For as much doom-and-gloom we heard last month in ERCOT’s report about the Clean Power Plan, they certainly seem to be singing a different tune this go-around. The new report shows that Texas can go a long way toward complying with the Clean Power Plan by meeting other clean air safeguards, for which Texas power companies have had years to prepare.

Very soon power companies in Texas will install control technologies to reduce multiple – not just one – pollutants, thereby making compliance with EPA’s subsequent regulations easier and more cost-effective. In the end, Texas will only need to take a minimal amount of additional aging coal plants offline by 2029.

Plus, other energy resources, like energy efficiency, rooftop solar, and demand response (which pays people to conserve energy when the electric grid is stressed) are gaining ground every day in Texas. They have proven to be vital resources on the power grid that help reduce electricity costs for Texas homes and businesses.

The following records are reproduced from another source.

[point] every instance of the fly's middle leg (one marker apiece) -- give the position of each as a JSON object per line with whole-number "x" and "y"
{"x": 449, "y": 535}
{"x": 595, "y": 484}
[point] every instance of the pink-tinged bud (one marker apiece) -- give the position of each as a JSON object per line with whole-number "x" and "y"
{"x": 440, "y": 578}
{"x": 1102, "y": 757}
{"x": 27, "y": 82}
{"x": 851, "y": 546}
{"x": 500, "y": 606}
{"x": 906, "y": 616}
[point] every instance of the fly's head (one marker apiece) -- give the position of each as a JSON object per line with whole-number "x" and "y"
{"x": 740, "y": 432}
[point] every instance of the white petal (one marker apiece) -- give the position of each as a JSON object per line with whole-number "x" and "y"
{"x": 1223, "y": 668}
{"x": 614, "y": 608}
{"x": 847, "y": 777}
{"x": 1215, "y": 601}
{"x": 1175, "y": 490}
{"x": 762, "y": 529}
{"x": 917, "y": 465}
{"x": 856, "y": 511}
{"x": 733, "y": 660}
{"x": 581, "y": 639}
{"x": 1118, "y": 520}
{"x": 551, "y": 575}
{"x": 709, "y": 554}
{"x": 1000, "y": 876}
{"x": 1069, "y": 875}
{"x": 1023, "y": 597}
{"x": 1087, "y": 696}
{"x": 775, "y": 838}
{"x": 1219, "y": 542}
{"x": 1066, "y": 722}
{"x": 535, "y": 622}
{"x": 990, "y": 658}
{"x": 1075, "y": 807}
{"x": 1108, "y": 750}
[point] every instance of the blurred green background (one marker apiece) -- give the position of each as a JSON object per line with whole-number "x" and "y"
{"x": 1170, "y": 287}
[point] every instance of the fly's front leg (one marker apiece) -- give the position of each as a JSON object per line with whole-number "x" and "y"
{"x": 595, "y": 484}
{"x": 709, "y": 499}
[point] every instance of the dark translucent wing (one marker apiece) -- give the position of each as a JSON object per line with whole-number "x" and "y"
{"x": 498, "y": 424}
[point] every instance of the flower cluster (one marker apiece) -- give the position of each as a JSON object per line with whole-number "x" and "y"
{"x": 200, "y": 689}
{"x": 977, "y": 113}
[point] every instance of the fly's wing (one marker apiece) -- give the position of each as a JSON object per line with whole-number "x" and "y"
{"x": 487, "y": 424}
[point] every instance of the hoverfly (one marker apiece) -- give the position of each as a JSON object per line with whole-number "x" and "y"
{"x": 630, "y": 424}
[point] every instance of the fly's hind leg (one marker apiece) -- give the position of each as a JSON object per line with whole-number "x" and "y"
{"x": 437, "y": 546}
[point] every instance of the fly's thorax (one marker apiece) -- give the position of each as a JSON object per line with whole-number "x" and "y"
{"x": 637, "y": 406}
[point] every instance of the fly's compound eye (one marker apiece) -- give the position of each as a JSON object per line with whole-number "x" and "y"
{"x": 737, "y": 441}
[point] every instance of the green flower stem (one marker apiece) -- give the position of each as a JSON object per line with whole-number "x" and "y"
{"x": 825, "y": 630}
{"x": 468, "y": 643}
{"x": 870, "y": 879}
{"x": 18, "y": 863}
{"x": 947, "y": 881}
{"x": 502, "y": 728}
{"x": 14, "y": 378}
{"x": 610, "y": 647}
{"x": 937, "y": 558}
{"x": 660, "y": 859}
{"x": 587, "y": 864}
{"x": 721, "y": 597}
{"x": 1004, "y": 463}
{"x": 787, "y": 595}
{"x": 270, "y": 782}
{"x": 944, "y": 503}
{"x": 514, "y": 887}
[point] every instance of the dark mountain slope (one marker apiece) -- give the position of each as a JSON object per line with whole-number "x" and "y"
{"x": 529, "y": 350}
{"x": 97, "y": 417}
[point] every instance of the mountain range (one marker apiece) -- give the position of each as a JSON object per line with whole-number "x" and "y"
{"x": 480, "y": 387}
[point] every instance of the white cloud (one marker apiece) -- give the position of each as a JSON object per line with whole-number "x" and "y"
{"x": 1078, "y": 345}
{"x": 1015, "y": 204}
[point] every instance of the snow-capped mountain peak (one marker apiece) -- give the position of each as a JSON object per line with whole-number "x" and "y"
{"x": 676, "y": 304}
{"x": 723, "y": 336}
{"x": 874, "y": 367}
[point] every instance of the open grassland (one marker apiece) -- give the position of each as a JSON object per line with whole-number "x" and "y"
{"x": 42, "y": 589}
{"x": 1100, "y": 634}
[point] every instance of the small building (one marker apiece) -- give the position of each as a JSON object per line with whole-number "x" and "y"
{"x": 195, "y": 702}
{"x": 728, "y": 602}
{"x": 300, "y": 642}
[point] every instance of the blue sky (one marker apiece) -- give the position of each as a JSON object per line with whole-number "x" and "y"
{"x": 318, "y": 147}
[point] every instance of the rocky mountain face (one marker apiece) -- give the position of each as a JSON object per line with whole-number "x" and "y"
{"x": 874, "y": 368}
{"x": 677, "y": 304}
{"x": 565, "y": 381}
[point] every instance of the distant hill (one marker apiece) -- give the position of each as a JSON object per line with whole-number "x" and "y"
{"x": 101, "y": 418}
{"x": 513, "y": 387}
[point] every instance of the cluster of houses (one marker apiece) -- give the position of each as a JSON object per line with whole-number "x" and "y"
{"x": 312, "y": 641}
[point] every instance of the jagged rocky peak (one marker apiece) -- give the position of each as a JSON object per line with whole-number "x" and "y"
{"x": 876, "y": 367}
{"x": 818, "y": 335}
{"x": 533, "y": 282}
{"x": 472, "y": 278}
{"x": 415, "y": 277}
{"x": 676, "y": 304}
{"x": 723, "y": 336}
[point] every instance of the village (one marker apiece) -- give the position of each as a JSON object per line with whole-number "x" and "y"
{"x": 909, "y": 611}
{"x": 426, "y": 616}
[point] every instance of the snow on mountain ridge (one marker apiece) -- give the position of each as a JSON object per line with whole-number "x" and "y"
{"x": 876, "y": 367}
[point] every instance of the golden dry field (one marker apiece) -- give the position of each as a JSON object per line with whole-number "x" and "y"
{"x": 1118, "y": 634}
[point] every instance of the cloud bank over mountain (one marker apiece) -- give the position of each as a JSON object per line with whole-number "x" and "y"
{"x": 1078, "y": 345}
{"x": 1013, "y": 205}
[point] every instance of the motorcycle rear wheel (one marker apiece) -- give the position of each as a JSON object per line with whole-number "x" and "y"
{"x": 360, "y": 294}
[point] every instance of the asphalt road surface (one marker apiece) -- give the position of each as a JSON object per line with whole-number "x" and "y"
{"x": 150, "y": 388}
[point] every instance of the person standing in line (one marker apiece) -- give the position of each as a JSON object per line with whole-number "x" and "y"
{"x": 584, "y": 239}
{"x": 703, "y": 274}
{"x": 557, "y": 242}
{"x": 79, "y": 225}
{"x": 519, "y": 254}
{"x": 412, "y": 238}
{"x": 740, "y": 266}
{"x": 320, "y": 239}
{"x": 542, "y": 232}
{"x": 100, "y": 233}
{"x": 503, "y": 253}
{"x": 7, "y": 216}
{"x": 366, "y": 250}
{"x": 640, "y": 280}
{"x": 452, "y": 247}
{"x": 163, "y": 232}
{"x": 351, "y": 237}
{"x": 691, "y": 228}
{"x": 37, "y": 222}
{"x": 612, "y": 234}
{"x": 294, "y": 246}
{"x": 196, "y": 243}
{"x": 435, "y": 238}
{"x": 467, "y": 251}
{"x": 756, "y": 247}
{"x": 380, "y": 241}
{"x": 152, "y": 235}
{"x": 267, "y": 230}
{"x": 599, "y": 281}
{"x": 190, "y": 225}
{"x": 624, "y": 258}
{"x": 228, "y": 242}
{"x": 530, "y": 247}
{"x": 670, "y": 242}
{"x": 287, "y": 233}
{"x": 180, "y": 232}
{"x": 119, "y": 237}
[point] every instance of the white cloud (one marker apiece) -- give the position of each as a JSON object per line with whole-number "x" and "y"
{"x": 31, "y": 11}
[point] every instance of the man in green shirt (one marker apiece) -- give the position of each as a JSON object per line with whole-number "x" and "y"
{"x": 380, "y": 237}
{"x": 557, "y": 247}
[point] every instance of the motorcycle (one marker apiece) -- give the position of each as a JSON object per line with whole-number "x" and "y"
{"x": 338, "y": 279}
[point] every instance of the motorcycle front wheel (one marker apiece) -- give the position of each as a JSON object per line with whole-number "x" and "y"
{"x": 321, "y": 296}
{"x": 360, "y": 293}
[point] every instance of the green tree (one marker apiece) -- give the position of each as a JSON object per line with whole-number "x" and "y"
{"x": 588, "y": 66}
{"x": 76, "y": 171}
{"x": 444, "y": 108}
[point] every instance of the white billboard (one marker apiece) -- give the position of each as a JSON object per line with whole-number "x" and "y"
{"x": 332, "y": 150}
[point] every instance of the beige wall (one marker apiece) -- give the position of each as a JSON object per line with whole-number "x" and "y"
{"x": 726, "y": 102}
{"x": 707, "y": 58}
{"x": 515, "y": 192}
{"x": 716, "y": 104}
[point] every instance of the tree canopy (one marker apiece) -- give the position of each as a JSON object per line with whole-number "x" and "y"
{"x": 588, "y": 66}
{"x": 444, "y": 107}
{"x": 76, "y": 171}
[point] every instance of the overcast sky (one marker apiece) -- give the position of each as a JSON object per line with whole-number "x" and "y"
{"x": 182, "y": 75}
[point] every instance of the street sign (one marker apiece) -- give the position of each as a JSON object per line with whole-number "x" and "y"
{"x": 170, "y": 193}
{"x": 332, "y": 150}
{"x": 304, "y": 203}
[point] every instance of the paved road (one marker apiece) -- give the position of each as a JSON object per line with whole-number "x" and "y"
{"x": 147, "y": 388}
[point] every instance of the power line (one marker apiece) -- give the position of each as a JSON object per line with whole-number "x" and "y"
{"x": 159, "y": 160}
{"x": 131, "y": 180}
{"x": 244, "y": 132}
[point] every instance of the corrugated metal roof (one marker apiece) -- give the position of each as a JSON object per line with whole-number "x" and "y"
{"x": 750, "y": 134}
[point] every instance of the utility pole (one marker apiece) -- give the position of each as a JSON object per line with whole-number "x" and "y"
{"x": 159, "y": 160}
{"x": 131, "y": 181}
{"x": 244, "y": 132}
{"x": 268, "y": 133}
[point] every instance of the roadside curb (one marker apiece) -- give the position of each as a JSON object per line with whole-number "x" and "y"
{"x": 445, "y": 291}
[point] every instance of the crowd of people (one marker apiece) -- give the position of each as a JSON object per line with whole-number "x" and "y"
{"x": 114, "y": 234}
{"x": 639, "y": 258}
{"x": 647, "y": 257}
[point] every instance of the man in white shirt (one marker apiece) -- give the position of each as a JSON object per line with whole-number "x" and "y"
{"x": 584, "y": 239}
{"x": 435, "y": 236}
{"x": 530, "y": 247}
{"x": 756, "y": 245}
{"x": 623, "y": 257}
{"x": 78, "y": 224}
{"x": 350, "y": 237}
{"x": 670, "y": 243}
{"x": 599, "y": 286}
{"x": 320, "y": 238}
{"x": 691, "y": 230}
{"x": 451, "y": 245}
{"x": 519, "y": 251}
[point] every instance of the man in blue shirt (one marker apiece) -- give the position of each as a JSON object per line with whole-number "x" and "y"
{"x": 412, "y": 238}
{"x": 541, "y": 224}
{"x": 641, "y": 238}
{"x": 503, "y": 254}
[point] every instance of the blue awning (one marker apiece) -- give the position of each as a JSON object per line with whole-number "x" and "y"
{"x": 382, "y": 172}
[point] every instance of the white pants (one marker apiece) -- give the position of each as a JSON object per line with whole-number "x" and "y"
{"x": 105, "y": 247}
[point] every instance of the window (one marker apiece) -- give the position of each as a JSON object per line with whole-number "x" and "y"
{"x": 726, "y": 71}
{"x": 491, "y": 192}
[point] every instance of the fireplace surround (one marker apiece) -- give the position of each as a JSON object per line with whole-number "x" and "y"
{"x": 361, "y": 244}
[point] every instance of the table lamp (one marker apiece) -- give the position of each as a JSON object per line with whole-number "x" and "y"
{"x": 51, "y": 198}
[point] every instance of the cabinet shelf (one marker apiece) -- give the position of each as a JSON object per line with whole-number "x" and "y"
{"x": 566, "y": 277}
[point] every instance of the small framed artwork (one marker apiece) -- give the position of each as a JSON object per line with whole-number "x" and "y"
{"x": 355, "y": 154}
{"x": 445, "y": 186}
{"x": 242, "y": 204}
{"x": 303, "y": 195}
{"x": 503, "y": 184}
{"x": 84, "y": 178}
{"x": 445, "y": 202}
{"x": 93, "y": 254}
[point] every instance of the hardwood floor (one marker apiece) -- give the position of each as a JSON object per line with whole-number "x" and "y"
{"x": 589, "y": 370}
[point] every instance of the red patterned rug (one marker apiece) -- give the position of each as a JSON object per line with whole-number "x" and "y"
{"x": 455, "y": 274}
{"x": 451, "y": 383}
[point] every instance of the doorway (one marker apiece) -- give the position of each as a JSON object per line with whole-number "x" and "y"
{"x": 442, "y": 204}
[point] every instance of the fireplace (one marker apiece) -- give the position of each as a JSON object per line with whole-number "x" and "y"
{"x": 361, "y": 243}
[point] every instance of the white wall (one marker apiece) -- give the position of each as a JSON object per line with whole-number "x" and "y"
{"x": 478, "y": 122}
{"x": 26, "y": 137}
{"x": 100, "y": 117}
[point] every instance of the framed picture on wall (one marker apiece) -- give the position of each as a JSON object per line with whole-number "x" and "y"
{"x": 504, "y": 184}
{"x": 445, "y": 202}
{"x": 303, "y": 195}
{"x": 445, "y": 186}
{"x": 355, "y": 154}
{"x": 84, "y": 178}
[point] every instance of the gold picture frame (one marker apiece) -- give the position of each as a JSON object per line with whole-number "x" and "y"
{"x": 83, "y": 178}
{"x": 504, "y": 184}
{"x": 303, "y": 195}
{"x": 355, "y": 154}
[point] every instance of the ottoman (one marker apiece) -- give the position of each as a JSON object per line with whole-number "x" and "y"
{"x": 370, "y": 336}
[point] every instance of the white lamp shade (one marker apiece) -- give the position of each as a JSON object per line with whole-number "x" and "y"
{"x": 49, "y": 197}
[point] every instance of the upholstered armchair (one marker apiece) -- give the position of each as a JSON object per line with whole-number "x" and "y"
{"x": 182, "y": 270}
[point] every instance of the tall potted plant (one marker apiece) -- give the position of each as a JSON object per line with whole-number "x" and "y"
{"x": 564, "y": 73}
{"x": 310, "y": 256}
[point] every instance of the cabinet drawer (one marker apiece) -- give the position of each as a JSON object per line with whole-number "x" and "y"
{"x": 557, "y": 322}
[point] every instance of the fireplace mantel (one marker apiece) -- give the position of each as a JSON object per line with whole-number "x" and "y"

Energy efficiency, in particular, provides significant reductions in power plant emissions, including carbon dioxide, sulfur dioxide, and ozone-forming pollutants, and has a four-to-one payback on investment. This is the type of performance worth investing in.

See here for the background, and click over to read the rest. In addition to what the EDF says above, complying with the new regulations would also save a ton of water, which is a pretty big deal in and of itself. So let’s have less whining – and fewer lawsuits – and get on with the compliance. It’s a win all around.